Blue Oceans

In my previous post I talked about how having a focus is super important to a product’s success.  The question comes, what to focus on?

Here’s one angle.

I have been a big fan of Kim & Mauborgne’s Blue Ocean Strategy since I first read it in 2008.  If you haven’t read it yet, I encourage you to get it.  The basic premise is well known.  Instead of competing on the same attributes for the same customers as everyone else (i.e. red ocean), go after the customer who is not served and focus on the attributes most important to them.     For example, take Southwest, who carved out a great business for themselves by competing not with other airlines, but for the customers who normally take buses and trains.  And there are dozens of other examples of companies who got their first foothold going after markets that did not really exist beforehand (Honda and racing motorcycles, AirBNB and the home-owner willing to rent on a nightly basis, Salesforce and small sales teams without IT resources).

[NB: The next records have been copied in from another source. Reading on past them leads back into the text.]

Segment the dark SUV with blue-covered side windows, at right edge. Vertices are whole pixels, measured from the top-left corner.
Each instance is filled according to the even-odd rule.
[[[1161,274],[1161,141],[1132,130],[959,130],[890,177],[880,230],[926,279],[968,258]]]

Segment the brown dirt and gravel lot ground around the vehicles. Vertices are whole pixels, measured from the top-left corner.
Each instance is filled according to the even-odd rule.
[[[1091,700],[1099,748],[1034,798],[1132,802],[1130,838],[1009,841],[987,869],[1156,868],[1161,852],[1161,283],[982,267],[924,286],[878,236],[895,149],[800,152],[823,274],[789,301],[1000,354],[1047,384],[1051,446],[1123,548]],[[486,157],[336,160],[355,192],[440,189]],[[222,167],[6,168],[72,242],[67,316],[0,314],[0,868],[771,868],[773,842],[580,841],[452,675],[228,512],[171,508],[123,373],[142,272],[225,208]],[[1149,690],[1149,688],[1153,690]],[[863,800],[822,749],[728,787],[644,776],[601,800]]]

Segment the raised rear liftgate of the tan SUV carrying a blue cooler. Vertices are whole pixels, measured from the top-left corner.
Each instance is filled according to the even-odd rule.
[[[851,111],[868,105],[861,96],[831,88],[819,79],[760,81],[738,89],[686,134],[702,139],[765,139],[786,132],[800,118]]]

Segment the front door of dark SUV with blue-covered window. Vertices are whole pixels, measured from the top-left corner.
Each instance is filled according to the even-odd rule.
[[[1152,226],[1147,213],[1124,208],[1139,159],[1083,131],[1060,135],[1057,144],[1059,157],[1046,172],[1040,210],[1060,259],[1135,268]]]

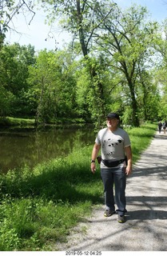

When I started working on Shop It To Me in 2004, buying apparel online impulsively was a blue-ocean.  Online shopping at the time was optimized for planned purchases — electronics, books and DVDs. Comparison shopping sites ruled the day and few people (women included) thought of it as a place to buy clothing and certainly not impulsively.  I believe a 2004 survey showed that 75% of women would never buy clothing online because of fit issues.  Sites like Gilt Groupe did not exist; apparel retailers were still looking at the Internet as an experiment, and designer brands often did not even have a website let alone a store.   Investors looked at our service — a free personal shopper that would get people to buy items they didn’t plan on buying that day — as a novelty.  Who would buy clothing on impulse without being able to try it on?  47 of the 50 investors I pitched turned me down — mostly because they did not think impulse apparel purchases was a big enough market.

Today the impulse shopping space is a complete red-ocean. Hundreds of companies are trying to be in the “discovery” or “sample sale” space.   The fact Shop It To Me launched and built out our site before these sites existed gave us a huge advantage.  We were different and were able to build out our brand identity before the space got crowded.  It allowed us to grow our user base and leverage that base to make our future products even better.   Had we started now, we likely might not have separated from the noise.

When you think about the market you are in, instead of blindly going after the same customers everyone else is going after with the same features and attributes,  step back and think — who is NOT using the product?  Who is underserved?  Who do all of the competitors overlook because they are just not profitable enough?   What do those people value the most and what product would best suit them?    If you see an opportunity, sacrifice the “good users” and go headstrong into this new market instead.   Focus on just the attributes that will help those people and get them to pay up.  Keep building and take that market away.    The entrenched players won’t be able to compete and you may end up the leader of a new market bigger than the one that currently exists.